Mountain State Medical Policy Bulletin

Section: Injections
Number: I-21
Topic: Trastuzumab (Herceptin®)
Effective Date: May 1, 2006
Issued Date: April 30, 2007
Date Last Reviewed: 03/2007

General Policy Guidelines

Indications and Limitations of Coverage

Trastuzumab (Herceptin®) is a recombinant DNA-derived humanized monoclonal antibody indicated only for the treatment of patients whose breast tumors have HER2 protein overexpression. Herceptin works by halting the out-of-control growth prompted by an overabundance of the HER2/neugene.

Coverage for herceptin is determined according to individual or group customer benefits. Herceptin is eligible for patients with breast cancer (174.0-174.9, 175.0-175.9) who meet the following criteria:

  • As a single agent in patients with metastatic breast cancer whose tumors overexpress the HER2 protein and who have received one or more chemotherapy regimens for their metastatic disease.

  • In combination with other chemotherapeutic agents for patients with metastatic breast cancer whose tumors overexpress the HER2 protein and who have not received chemotherapy for their metastatic disease.

  • As an adjuvant in combination with other chemotherapeutic agents for patients with early-stage breast cancer who overexpress the HER2 protein.

Other indications are currently being studied in the clinical trial setting with no long-term outcomes available. All other indications are considered experimental/investigational, and therefore, not covered. A participating, preferred, or network provider can bill the member for the denied service.

Herceptin is administered by intravenous infusion at an initial loading dose of 4 mg/kg over 90 minutes. If prior infusions are well tolerated, subsequent weekly doses of 2 mg/kg herceptin may be administered over 30-60 minutes. Each vial provides approximately 3 weekly doses. A weekly dose may be administered for the duration of the patient's life. Herceptin may be administered in an outpatient setting.

Candidates for treatment with herceptin should undergo thorough baseline cardiac assessment including a history and physical exam and one or more of the following: EKG, echocardiogram, and MUGA scan. Extreme caution should be exercised in treating patients with preexisting cardiac dysfunction. Patients receiving herceptin should undergo frequent monitoring for deteriorating cardiac function.

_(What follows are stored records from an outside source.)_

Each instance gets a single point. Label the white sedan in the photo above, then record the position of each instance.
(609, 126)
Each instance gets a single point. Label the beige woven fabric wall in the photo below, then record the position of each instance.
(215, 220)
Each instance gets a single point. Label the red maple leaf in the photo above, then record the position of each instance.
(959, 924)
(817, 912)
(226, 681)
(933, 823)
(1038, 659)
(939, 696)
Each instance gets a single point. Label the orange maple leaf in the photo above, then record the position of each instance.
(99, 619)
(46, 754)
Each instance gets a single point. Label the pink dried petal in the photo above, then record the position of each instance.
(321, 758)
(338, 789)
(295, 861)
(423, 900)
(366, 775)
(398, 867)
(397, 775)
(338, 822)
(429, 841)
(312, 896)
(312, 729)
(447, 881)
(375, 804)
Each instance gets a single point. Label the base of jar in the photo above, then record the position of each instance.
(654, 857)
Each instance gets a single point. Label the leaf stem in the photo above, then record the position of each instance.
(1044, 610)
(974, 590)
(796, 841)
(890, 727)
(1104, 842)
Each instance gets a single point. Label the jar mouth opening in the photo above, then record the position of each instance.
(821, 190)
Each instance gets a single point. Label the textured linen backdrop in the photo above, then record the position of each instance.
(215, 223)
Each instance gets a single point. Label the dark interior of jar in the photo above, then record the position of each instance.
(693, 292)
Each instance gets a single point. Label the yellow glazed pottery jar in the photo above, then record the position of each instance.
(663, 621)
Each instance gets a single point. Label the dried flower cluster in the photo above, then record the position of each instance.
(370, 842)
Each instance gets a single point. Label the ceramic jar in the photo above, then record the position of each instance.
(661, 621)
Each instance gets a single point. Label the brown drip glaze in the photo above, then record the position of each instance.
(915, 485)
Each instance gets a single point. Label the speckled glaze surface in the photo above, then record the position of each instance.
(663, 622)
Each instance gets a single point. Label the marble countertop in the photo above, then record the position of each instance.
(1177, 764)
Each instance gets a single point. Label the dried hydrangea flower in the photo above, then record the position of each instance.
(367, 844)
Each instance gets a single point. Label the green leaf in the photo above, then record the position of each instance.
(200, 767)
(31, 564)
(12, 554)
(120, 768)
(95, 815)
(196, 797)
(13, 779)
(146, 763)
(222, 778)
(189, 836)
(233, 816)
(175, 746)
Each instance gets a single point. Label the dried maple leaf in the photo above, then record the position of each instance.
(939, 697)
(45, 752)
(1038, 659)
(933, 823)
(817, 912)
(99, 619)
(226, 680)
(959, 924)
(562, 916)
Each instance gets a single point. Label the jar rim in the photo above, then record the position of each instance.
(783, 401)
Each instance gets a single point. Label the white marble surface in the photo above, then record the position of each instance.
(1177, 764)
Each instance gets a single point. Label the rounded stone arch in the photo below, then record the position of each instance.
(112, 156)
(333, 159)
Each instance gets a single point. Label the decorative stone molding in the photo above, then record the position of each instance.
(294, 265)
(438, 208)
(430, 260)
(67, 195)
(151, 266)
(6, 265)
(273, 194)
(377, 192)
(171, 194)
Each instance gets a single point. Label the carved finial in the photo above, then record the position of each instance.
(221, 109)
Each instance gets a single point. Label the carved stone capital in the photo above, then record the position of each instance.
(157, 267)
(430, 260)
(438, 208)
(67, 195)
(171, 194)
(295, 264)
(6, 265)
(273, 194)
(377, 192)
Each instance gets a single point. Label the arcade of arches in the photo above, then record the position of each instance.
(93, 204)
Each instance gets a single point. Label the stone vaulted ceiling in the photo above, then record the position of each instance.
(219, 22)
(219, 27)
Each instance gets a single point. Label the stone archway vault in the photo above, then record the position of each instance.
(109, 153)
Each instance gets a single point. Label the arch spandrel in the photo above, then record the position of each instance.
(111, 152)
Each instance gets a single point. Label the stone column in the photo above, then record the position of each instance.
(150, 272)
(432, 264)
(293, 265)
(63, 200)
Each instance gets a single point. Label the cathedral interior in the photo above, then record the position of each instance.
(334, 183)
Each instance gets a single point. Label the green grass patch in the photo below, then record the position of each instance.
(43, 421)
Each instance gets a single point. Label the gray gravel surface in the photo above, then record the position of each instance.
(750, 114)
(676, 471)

Discontinuation of herceptin therapy should be strongly considered in patients who develop clinically significant congestive heart failure.

NOTE:
See Medical Policy Bulletin G-16 for additional information on Chemotherapy for Malignant Disease.

NOTE:
This policy is designed to address medical guidelines that are appropriate for the majority of individuals with a particular disease, illness, or condition. Each person's unique clinical circumstances may warrant individual consideration, based on review of applicable medical records.

Procedure Codes

J9355     

Traditional Guidelines

Refer to General Policy Guidelines

FEP Guidelines

Under the Federal Employee Program, all services that utilize FDA-approved drugs, devices, or biological products are eligible when intended for the treatment of a serious or life-threatening condition and when medically necessary and appropriate for the patient’s condition. The use of the FDA approved drug trastuzumab for conditions other than those listed as eligible on this policy is considered eligible when determined medically necessary based on the patient’s condition.

PPO Guidelines

Refer to General Policy Guidelines

Managed Care POS Guidelines

Refer to General Policy Guidelines

Publications

References

Trastuzumab, USPDI-Vol. I, Edition 24, 2004 Microdex, Inc.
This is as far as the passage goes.